The Safety and Effectiveness of 1592U89 Plus 141W94 Plus DMP 266 in Patients With HIV Who Developed a Resistance to Protease Inhibitors

NCT ID: NCT00002213

Last Updated: 2005-06-24

Basic Information

• Recruitment Status: COMPLETED
• Clinical Phase: PHASE2
• Total Enrollment: 80 participants
• Study Classification: INTERVENTIONAL

Brief Summary

The purpose of this study is to see if it is safe and effective to give 1592U89 plus 141W94 plus DMP 266 to patients with HIV who have developed resistance to indinavir, ritonavir, saquinavir, or nelfinavir after at least 20 weeks of protease inhibitor treatment. This study also examines how long this combination therapy is effective before patients develop resistance to it.

Detailed Description

This is a multicenter, open-label study. A total of 80 patients are treated on this study and include:

At least 30 patients with a viral burden of 500 - 40,000 copies/ml. At least 30 patients with a viral burden greater than 40,000 copies/ml. At least 20 patients with less than 1 year total prior treatment with nucleoside reverse transcriptase inhibitors (NRTIs).

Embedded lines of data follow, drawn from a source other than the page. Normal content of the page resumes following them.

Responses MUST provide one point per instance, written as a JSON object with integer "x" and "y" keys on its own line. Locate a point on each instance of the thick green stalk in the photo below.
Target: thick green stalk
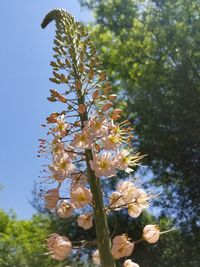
{"x": 102, "y": 230}
{"x": 100, "y": 217}
{"x": 67, "y": 26}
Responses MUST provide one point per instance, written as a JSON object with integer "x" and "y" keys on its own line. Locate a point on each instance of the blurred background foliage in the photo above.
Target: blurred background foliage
{"x": 151, "y": 52}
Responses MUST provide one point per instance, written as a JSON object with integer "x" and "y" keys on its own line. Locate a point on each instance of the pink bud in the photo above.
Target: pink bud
{"x": 95, "y": 95}
{"x": 129, "y": 263}
{"x": 60, "y": 246}
{"x": 121, "y": 247}
{"x": 151, "y": 233}
{"x": 96, "y": 257}
{"x": 107, "y": 106}
{"x": 81, "y": 109}
{"x": 85, "y": 221}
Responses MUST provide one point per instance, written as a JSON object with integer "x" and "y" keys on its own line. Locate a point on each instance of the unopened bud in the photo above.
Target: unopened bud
{"x": 95, "y": 95}
{"x": 81, "y": 109}
{"x": 151, "y": 233}
{"x": 78, "y": 85}
{"x": 107, "y": 106}
{"x": 85, "y": 221}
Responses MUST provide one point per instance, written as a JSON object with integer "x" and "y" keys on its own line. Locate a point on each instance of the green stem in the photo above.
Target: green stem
{"x": 101, "y": 223}
{"x": 100, "y": 217}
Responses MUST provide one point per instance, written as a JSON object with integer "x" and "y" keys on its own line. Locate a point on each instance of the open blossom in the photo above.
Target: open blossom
{"x": 61, "y": 127}
{"x": 129, "y": 263}
{"x": 61, "y": 167}
{"x": 128, "y": 191}
{"x": 125, "y": 160}
{"x": 51, "y": 198}
{"x": 57, "y": 146}
{"x": 134, "y": 210}
{"x": 82, "y": 140}
{"x": 65, "y": 209}
{"x": 103, "y": 165}
{"x": 151, "y": 233}
{"x": 116, "y": 201}
{"x": 121, "y": 247}
{"x": 59, "y": 246}
{"x": 80, "y": 196}
{"x": 79, "y": 178}
{"x": 111, "y": 142}
{"x": 85, "y": 221}
{"x": 96, "y": 257}
{"x": 141, "y": 202}
{"x": 97, "y": 127}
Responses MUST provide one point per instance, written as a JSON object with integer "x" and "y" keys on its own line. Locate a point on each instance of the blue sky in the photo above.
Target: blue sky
{"x": 25, "y": 53}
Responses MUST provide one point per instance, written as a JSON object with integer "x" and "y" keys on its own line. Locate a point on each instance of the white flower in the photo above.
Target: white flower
{"x": 151, "y": 233}
{"x": 85, "y": 221}
{"x": 129, "y": 263}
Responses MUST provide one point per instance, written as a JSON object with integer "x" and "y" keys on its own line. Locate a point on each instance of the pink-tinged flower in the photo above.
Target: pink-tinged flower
{"x": 128, "y": 191}
{"x": 121, "y": 247}
{"x": 134, "y": 210}
{"x": 85, "y": 221}
{"x": 103, "y": 165}
{"x": 80, "y": 196}
{"x": 82, "y": 140}
{"x": 51, "y": 198}
{"x": 59, "y": 246}
{"x": 125, "y": 160}
{"x": 129, "y": 263}
{"x": 116, "y": 201}
{"x": 61, "y": 167}
{"x": 57, "y": 146}
{"x": 65, "y": 209}
{"x": 151, "y": 233}
{"x": 142, "y": 199}
{"x": 81, "y": 109}
{"x": 97, "y": 127}
{"x": 107, "y": 106}
{"x": 61, "y": 127}
{"x": 79, "y": 178}
{"x": 140, "y": 203}
{"x": 96, "y": 257}
{"x": 111, "y": 142}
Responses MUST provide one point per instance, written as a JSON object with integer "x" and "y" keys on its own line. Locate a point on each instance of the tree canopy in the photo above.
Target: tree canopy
{"x": 151, "y": 49}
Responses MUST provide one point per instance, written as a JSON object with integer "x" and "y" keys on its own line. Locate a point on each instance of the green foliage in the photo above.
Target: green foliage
{"x": 22, "y": 243}
{"x": 151, "y": 49}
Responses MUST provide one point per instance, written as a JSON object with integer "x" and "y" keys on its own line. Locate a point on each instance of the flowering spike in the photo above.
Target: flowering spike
{"x": 86, "y": 145}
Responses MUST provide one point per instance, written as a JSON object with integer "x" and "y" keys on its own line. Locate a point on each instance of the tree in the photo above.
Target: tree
{"x": 22, "y": 242}
{"x": 151, "y": 49}
{"x": 87, "y": 146}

All patients receive self-administered, combination antiretroviral therapy for 48 weeks, as follows:

1592U89 plus 141W94 plus DMP 266.

Conditions

HIV Infections

Study Design

• Primary Study Purpose: TREATMENT

Interventions

Abacavir sulfate

Intervention Type: DRUG

Amprenavir

Intervention Type: DRUG

Efavirenz

Intervention Type: DRUG

Eligibility Criteria

Inclusion Criteria

Concurrent Medication:

Allowed:

• Hematologic supportive therapy with GM-CSF, G-CSF, or erythropoietin.
• Drugs that may interact with CYP3A4, that should be used with caution including (but not limited to):
• alprazolam, carbamazepine, codeine, cimetadine, clarithromycin, dapsone, diazepam, diltiazem, erythromycin, estrogens, fluvastatin, glucocorticoids, imipramine, itraconazole, ketoconazole, lidocaine, lovastatin, nifedipine, phenobarbital, phenytoin, quinidine, rifabutin, simvastatin, and warfarin.
• Detoxification treatment including opiate agonists (methadone, buprenorphine, etc.):
• Patients currently receiving this treatment should be enrolled only if stable on this therapy.

Patients must have:

• HIV-1 infection (all CDC clinical categories allowed).
• HIV-1 RNA greater than 500 copies/ml when measured on 1 occasion within 14 days of study drug administration.
• Signed, informed consent from parent or legal guardian for those patients under 18 years of age.

Exclusion Criteria

Co-existing Condition:

Patients with the following symptoms or conditions are excluded:

• Malabsorption syndrome or other gastrointestinal dysfunction that may interfere with drug absorption or render the patient unable to take oral medication.
• Active AIDS-defining opportunistic infection or disease that is likely to preclude the patient from study participation.
• Serious medical conditions such as diabetes, congestive heart failure, cardiomyopathy, or other cardiac dysfunction that, in the opinion of the investigator, would compromise the safety of the patient.

Concurrent Medication:

Excluded:

• Immunomodulating agents, e.g., corticosteroids, interleukins, thalidomide, anti-cytokine agents and interferons.
• Cytotoxic chemotherapeutic agents (except local treatment for Kaposi's sarcoma).
• Anti-oxidants.
• Foscarnet therapy or therapy with other agents with documented activity against HIV-1 in vitro.
• Medications that interact with 141W94:
• terfenadine, astemizole, cisapride, triazolam, midazolam, and ergotamine/dihydroergotamine-containing regimens.
• Vitamin E supplements.
• Other investigational treatments (treatments available through Treatment IND or other expanded access mechanism evaluated on an individual basis).

Concurrent Treatment:

Excluded:

Anticipated need for radiation therapy (with the exception of local treatment for Kaposi's sarcoma).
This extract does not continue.